WEHI-231 ctl and TFII-I KD cells were collected and cross-linked with 1% formaldehyde in PBS for 10 min at room temperature. The cross-linking reaction was stopped with 125 mM glycine, and the cells washed with 1× PBS and stored at −80 °C until the assay was carried out. Cells were lysed and DNA sheered by sonication in cell lysis/ChIP buffer [0.25% Nonidet P-40, 0.25% Triton X-100, 0.25% sodium deoxycholate, 0.1% SDS, 50 mM Tris (pH 8.0), 50 mM NaCl, 5 mM EDTA] 15 times for 15 s each. Lysates were centrifuged for 15 min at 20,000 × g at 4 °C, and supernatant was collected. A total of 1 mg of protein was precleared for 2 h with Protein G agarose beads (50% slurry blocked with salmon sperm DNA) at 4 °C. IP was carried out by adding 2 µg of antibody and 30 µL of agarose G beads, nutating overnight at 4 °C. After IP, beads were pelleted by centrifugation, followed by four washes to remove unspecific binding using a variety of buffers with varying concentrations of salt. Buffers 1–3 contained 0.1% SDS, 1% Triton-X, 2 mM EDTA, 20 mM Tris (pH 8.0), and 150 mM NaCl, 300 mM NaCl, 500 mM NaCl, respectively. Buffer 4 contained 0.25 M LiCl, 1% Nonidet P-40, 1% sodium deoxycholate, 1 mM EDTA, and 10 mM Tris (pH 8.0). Two additional washes with TE were done to remove any residual buffers from the beads. Complexes bound to the beads were eluted with 500 µL of elution buffer [1% SDS, 1 mM EDTA, 50 mM Tris (pH 8.0)] at 65 °C for 25 min.
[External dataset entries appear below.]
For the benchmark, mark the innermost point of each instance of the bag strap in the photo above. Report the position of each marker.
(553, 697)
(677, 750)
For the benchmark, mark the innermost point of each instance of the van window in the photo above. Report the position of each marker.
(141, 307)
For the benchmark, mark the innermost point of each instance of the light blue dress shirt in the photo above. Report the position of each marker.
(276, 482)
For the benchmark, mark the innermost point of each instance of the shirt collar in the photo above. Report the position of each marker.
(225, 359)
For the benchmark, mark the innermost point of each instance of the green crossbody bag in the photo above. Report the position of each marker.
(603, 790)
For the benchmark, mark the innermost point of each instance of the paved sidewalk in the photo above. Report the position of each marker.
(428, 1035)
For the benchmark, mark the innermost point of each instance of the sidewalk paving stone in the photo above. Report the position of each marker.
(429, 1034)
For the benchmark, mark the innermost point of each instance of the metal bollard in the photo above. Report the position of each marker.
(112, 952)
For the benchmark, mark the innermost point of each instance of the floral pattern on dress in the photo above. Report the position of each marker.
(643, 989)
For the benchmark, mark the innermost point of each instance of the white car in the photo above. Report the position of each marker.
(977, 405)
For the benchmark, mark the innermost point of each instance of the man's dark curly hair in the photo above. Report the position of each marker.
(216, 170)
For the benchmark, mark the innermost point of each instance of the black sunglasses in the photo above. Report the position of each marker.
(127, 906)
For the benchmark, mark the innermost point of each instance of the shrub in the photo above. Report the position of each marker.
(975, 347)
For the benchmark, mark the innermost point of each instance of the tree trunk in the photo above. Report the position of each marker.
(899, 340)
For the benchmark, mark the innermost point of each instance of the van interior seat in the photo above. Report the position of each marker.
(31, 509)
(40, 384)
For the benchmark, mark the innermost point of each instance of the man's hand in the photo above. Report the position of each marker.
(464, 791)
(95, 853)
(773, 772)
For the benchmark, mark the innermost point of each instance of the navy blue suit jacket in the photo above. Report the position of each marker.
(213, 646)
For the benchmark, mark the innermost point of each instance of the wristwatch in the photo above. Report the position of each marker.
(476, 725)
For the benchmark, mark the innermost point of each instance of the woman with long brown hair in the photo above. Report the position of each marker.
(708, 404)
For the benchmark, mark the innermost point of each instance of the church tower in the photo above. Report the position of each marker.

Beads were pelleted by centrifugation and supernatant was collected. Reverse cross-linking was done by adding 0.2 mM NaCl at 65 °C overnight followed by treatment with Proteinase K at 45 °C for 1 h, and a second incubation of 15 min at 65 °C. DNA recovery was carried out with separation using 500 µL of phenol–chloroform. The aqueous layer was recovered and a second recovery was done with chloroform alone to ensure the complete removal of phenol. DNA precipitation was done overnight by adding 2 µL of yeast transfer RNA (ytRNA) as carrier, 17 µL of sodium acetate, and 900 µL of 95% ethanol. DNA was pelleted by centrifugation at top speed for 15 min at 4 °C, and pellets were washed with 70% ethanol and dried by vacuum centrifugation. DNA was resuspended in 100 µL of H2O and stored at −20 °C. qPCR primers used are listed in Table S1.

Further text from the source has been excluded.